Oral Presentation Clinical Oncology Society of Australia Annual Scientific Meeting 2024

Radiotherapy innovations in pancreatic cancer (#96)

George Hruby 1 , A Kneebone 1 , J Chan 1 , J Booth 1 , G Metz 1 , C Diakos 1 , S Clarke 1 , N Pavlakis 1 , J Samra 1 , A Mittal 1 , I Norton 1 , C Kwong 1
  1. Royal North Shore Hospital, St Leonards, NSW, Australia

SPAN-C was a single centre, single-arm, phase II clinical trial performed by the Pancreatic Group at RNSH which enrolled 30 patients with locally advanced, borderline resectable and/or metastatic pancreatic cancer. Following induction chemotherapy patients were treated with 35 to 45 Gy in 5 fractions of external beam radiotherapy. Fiducial marker (FM) placement was mandated.  Primary endpoint was freedom from local failure at 12 months and secondary endpoints included survival, acute and late toxicity, surgical outcomes and palliation. 

Results 

Median FU was 35.2 months (QR 30.8-39.5). Twenty-six patients completed per protocol treatment (4 FM placement failures).  Nine patients (34.6%) became resectable, 4 of whom had R0 resection and 2 had complete pathologic response.  Survival data is pending.
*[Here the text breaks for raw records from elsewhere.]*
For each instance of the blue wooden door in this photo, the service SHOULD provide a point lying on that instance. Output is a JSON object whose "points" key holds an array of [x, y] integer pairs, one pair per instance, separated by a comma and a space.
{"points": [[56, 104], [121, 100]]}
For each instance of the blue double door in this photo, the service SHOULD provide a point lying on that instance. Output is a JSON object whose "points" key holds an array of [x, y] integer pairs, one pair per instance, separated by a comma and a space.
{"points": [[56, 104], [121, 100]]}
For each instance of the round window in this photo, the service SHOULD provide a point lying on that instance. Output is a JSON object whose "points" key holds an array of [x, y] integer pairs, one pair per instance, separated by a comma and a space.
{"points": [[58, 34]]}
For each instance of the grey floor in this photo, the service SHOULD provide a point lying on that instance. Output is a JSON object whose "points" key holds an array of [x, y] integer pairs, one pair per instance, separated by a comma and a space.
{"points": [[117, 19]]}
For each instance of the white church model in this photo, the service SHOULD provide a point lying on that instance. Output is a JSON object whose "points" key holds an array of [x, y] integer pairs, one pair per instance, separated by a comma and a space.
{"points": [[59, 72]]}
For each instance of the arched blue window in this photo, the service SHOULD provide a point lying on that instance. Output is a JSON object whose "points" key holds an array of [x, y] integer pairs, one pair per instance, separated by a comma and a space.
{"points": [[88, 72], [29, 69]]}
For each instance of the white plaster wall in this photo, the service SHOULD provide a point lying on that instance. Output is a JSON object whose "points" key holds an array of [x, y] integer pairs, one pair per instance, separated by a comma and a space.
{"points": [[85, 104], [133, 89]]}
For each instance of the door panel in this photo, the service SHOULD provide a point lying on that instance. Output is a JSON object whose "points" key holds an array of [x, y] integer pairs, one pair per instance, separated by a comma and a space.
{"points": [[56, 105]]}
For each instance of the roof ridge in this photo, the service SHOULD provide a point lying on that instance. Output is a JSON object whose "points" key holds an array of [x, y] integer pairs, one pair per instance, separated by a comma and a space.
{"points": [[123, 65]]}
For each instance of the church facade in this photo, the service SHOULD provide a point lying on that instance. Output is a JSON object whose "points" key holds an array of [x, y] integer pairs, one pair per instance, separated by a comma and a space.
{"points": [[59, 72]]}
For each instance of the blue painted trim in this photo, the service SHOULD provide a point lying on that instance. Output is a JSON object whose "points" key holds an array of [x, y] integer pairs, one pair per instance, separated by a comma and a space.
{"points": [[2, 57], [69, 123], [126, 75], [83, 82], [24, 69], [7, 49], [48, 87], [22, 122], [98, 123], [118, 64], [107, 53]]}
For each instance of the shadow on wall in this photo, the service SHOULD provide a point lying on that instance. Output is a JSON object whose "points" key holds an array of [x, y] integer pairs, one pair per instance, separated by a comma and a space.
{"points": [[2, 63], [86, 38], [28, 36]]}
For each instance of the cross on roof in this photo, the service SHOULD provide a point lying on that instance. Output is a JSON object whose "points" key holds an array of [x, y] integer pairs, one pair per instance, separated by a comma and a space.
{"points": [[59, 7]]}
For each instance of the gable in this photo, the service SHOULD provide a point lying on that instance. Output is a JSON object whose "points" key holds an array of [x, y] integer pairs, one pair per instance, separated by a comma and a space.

The maximum toxicity recorded was grade 3, with 3/26 patients (11.5%) reporting acute grade 3 toxicity. No patients reported  late high grade toxicity. Nine patients (34.6%) had local recurrences, 6 required instrumentation and none had uncontrolled pain at death. 

Conclusions 

SBRT was safe and feasible with high rates of local control at 12 months and low rates of toxicity. A significant proportion of patients were converted to resectable status.  Local palliation was excellent.